L’accueil de patients étrangers au Québec serait mal encadré
Dans un rapport publié lundi, le Protecteur du citoyen blâme le Centre universitaire de santé McGill (CUSM) pour le traitement d’une citoyenne du Koweït à l’hôpital Royal Victoria en décembre 2011.
Cette femme était venue expressément au Canada pour subir une chirurgie cardiaque nécessitant des soins complexes qui n’étaient pas disponibles dans son pays, moyennant un paiement de 200 000$ par le ministère de la Santé du Koweit. Elle a été hospitalisée un mois dans une chambre du Royal Victoria, qui fait partie du CUSM.

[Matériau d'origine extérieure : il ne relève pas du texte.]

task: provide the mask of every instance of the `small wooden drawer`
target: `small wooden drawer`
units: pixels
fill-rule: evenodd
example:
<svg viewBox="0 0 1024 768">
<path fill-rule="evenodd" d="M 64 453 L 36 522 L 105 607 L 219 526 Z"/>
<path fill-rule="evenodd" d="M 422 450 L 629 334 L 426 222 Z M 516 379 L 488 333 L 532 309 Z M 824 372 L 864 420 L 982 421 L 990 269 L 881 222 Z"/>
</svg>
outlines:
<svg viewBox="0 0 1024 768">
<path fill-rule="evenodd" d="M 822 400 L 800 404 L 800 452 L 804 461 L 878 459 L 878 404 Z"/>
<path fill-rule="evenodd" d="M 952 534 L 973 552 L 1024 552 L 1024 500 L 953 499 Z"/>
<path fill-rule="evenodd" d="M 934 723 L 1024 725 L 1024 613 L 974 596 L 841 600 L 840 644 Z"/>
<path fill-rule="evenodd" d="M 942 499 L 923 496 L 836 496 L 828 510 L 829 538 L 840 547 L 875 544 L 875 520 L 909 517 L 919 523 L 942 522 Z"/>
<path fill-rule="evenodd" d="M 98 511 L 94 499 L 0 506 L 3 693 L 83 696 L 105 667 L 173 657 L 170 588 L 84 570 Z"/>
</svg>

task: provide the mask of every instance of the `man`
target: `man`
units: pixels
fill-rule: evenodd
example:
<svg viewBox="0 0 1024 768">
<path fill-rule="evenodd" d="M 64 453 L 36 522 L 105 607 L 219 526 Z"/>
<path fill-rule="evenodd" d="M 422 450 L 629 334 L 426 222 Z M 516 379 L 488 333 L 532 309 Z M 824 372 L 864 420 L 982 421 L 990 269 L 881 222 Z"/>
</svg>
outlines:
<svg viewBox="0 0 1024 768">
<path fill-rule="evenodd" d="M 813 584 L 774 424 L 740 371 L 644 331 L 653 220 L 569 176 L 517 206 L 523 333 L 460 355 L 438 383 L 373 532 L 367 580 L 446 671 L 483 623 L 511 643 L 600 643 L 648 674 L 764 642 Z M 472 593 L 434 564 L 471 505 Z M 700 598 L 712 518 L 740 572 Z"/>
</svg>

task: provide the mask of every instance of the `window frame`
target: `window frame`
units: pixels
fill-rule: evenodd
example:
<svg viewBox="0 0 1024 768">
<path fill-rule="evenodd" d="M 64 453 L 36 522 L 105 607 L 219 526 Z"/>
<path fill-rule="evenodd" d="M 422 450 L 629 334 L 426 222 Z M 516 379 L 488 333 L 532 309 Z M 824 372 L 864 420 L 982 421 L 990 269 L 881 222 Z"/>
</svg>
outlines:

Ce qui pose problème, selon l’enquête du Protecteur du citoyen, c’est que l’admission de la patiente «s’est faite en dehors des mécanismes habituels d’accès et de tout encadrement gouvernemental», conclut le rapport. «Ce jour-là, 38 Québécois étaient en attente d’une chirurgie cardiaque, a affirmé Raymonde Saint-Germain, la protectrice du citoyen. Le dossier de la dame du Koweït n’a pas été comparé aux dossiers de ces personnes pour une chirurgie au même département.»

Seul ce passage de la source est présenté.